顧客が実際に対応すれば、需要対応の結果として顧客の電力コストは減少します。この効果は、需要対応によってピーク負荷とピーク料金が抑えられ、ひいてはシステム全体の発電コストが減り、従って平均的な料金も低くなるので、更に強まります。多くの配電事業者と政府は顧客に固定料金制を提供するオプションも維持したいと思うでしょうが、ピーク料金を大幅に抑えるために対応する必要があるのは比較的少数の利用者に限られるので、固定料金制と効果的な需要対応は両立できるものです。
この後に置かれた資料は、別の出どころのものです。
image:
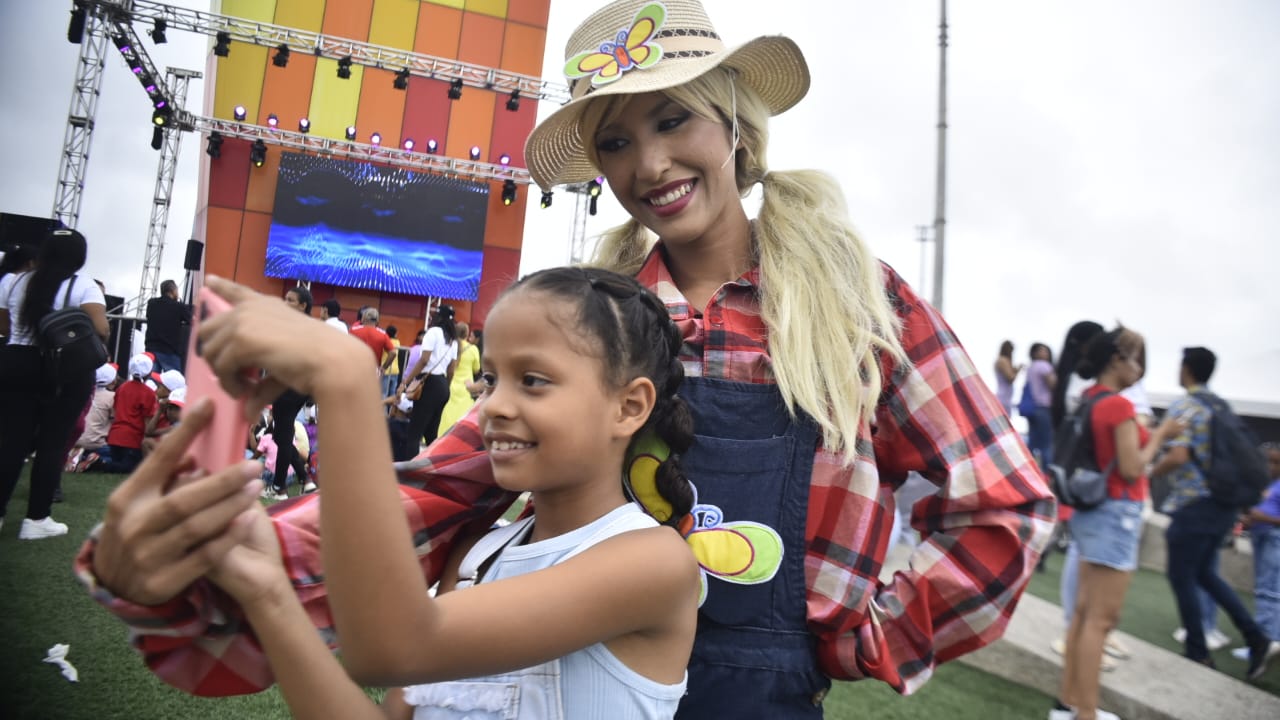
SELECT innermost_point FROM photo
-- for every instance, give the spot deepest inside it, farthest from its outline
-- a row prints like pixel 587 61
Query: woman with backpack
pixel 40 401
pixel 1107 534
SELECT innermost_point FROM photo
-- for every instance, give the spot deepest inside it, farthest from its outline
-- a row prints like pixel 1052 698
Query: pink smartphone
pixel 222 443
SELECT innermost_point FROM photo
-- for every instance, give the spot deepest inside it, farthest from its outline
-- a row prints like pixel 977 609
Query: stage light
pixel 76 27
pixel 215 145
pixel 158 31
pixel 223 44
pixel 257 154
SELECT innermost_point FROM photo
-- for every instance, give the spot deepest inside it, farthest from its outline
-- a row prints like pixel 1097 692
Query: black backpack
pixel 1235 472
pixel 1074 473
pixel 68 341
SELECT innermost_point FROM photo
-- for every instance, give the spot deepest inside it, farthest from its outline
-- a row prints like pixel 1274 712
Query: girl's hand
pixel 264 333
pixel 165 524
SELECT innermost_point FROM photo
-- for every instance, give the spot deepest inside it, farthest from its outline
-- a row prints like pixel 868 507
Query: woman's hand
pixel 165 524
pixel 264 333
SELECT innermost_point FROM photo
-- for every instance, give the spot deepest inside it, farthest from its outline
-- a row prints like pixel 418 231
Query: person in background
pixel 464 387
pixel 167 319
pixel 39 402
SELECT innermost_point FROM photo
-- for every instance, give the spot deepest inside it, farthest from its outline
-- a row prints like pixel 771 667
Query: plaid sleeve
pixel 982 532
pixel 200 642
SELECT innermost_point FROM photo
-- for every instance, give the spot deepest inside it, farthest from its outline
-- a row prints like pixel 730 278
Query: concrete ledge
pixel 1235 563
pixel 1153 684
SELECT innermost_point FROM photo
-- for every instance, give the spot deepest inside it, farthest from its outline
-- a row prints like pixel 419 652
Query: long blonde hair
pixel 822 290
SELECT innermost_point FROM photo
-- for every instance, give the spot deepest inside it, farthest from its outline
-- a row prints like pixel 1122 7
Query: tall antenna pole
pixel 940 209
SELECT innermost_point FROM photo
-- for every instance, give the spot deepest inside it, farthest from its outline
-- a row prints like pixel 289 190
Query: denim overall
pixel 753 655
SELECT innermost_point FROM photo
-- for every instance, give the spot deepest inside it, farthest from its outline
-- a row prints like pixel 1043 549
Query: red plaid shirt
pixel 982 531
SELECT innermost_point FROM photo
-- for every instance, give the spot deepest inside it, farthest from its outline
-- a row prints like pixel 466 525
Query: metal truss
pixel 336 48
pixel 178 80
pixel 343 149
pixel 80 121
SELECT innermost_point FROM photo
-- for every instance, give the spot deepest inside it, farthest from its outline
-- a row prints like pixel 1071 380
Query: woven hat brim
pixel 772 65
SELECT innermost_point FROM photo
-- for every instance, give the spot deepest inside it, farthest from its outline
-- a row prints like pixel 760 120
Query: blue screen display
pixel 371 227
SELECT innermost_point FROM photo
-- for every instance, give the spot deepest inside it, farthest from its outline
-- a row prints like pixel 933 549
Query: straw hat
pixel 632 46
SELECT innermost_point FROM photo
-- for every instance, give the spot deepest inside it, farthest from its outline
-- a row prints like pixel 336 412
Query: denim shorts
pixel 1109 534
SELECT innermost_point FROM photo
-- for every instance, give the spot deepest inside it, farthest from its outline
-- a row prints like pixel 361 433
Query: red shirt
pixel 376 340
pixel 1109 414
pixel 135 402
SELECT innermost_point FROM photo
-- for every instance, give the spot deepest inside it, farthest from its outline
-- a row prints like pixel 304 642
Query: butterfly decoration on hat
pixel 629 49
pixel 735 551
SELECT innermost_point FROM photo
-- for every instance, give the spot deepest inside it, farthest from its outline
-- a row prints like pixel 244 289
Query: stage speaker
pixel 195 253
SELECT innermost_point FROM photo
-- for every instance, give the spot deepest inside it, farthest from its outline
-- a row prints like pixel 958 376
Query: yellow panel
pixel 240 80
pixel 260 10
pixel 496 8
pixel 300 14
pixel 334 100
pixel 394 23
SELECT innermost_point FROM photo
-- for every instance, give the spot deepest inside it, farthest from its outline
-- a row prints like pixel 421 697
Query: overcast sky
pixel 1107 159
需要対応をうまく機能させるためにもう一つ重要なことは、顧客側に料金の変更に対応するインセンティブばかりでなく能力もなければならないということです。このためには、リアルタイムの料金情報を顧客に知らせたり、リアルタイムで需要を計量・監視したりするための高度なシステムを利用する必要があります。新世代の高性能計量器とインターネットや送電線通信システムが必要となります。
本書によると、需要対応の経済的なメリットは大きく、米国市場だけでも100〜150億ドルに上ります。電力市場の信頼性向上、ピーク能力への投資削減、エネルギー利用の効率化とそれに伴う温室効果ガスの排出量削減といった他のメリットも考え併せれば、政府にとっては需要対応を奨励する大きなインセンティブがあります。積極的な需要対応によって、電力市場はより効率的になるのです。